Welcome to the journey,the tale and the saga of our
Homestead.

Wednesday, September 2, 2009

Chinook Salmon Caviar


Here it is our Chinook Salmon Caviar ,we ended up with a quart jar full and a small tub of discarded roe to use as fishing bait.
Chinook Salmon are only found here on the west coast of the United States. Wild caught Salmon is a big part of our local food and history.I always view Salmon as one of our treasures.Here in the Portland Oregon area, where we live, the Salmon were once so thick in our Columbia River it is said men could walk across the river on the backs of the Salmon.
This is actually the very first time I remember having Chinook.Unlike the other breeds of Salmon Chinook has white flesh that is highly prized for it's flavor and taste.
When we opened the fish and roe it smelled of fresh water and not at all fishy.The fish had been caught just the day before. You can't get any more local than an hours drive away and barely 24 hours since the fish was caught.
This was our first adventure in making Caviar but we were up to it.Chance found a recipe online that seemed reasonable, easy to follow and what they were asking over all made sense.



This is the roe we started with which weighed 2 pounds.As you can see from the front of the photo the eggs are encased in a membrane that the eggs are attached to.
Our first task was to remove the eggs from this casing.The directions said to rub the roe across a screen that the eggs could pass through.This was suppose to remove the eggs but it did not work out.





We ended up just picking the eggs off of the membrane.We found if you turned the membrane sort of inside out so the eggs were facing outward it made this easier.









And here we are an hour later,that's with both of us working.We now know part of the reason Caviar is so expensive,labor









The cure for the Caviar is very simple 1 gallon water mixed with 4 Cups Pickling Salt stirred until the salt is dissolved, maybe 3 minutes. Next we added the roe while stirring it occasionally for 15 minutes.








Again the recipe failed us on the next step but we found a solution.The recipe said while stirring to pull out any bits of the membrane that would float to the top.Not easy at all,Chance took 4 bamboo skewers and held them chop stick style.He used this to scoop through the roe.As you can see from the photo it worked and he was able to catch the eggs with membrane still on them.
The purpose of doing this is Caviar is suppose to be individual eggs not clumps of eggs. The clumps of roe were put aside to save a fish bait.




Once the 15 minutes were up it was time to take the roe out of their cure.Our Asian Spider worked great for this.













After you have drained the soon to be Caviar place it in a bowl and cover with plastic wrap for 8-12 hours.
When the time has passed the Caviar will be a sticky mass.Place the Caviar in another bowl and pour Olive Oil over it, we used about a 1/4 Cup for our quart jars worth.Gently fold the olive oil into the Caviar.Now pour the Caviar in to a jar and seal with the lid.
The Caviar will hold in the fridge for about 2 weeks. (I am wondering what our local Canning extension would think if I called and asked "How do I process/can Caviar?"Could be worth asking.)

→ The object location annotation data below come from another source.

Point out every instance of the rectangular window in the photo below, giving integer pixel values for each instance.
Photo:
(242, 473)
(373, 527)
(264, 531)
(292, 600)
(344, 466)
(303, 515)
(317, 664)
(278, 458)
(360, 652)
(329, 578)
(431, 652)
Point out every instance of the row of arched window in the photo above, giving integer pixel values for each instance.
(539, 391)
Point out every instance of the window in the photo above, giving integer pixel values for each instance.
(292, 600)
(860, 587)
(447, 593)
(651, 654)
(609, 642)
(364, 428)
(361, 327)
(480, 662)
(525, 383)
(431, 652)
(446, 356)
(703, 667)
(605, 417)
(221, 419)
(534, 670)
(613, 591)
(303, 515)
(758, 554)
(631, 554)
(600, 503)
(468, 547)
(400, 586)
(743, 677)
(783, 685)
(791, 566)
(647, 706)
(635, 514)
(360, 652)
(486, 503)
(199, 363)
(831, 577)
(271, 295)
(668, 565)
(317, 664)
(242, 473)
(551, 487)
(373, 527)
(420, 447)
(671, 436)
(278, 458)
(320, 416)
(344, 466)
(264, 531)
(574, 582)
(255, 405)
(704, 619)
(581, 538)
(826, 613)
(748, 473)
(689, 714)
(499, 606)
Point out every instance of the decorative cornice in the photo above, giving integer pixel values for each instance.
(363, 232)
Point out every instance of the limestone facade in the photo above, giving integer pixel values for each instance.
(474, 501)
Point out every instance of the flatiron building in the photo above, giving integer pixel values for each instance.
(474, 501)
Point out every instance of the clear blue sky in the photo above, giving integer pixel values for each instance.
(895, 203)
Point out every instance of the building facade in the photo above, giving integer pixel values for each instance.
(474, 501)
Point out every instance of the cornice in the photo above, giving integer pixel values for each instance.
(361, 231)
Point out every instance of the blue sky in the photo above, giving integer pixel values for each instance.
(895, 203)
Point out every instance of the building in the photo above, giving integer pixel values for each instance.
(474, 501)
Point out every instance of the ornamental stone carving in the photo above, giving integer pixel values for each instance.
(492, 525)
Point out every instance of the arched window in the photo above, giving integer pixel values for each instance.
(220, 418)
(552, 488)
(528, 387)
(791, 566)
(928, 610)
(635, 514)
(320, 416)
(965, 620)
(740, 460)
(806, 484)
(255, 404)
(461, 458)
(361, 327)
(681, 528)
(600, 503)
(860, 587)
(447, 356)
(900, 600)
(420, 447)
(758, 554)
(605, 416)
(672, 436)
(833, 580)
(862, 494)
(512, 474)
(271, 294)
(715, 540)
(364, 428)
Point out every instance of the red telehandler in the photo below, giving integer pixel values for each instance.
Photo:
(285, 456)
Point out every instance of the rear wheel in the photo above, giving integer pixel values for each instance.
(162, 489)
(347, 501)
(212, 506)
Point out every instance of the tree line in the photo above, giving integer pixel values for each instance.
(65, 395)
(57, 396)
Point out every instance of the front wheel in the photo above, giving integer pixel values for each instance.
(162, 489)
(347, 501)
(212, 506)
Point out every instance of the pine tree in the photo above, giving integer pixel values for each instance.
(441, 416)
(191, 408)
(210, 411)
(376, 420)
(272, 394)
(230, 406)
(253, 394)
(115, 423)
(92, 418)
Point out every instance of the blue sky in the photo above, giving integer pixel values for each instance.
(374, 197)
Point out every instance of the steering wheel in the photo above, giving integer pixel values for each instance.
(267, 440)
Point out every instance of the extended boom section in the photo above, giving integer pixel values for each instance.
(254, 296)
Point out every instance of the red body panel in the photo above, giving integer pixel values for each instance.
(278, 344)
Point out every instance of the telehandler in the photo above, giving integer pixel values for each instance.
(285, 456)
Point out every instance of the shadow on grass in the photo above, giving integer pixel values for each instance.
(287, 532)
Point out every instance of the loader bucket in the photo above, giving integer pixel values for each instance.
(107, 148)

I have to say I am proud of this project.Chance and I try to not let opportunities pass us by that we can learn from.Through sharing this experience with others Chance is receiving a recipe for Japanese Caviar from a friends Japanese Grandma.The Japanese use Sake and Soy Sauce to make theirs,we both think this sounds even better than the Caviar we made and something else to think about trying.
The Caviar was delivered early this morning and we are awaiting feed back.The taste Chance and I had was good to us but we want "customer satisfaction" to be the final word.We'll let you know what we hear.
We may never have the chance to make Caviar again but it gave us a new skill to horde away.Tomorrow I will post about the Smoked Salmon.

Dream a little dream and see where it will lead you.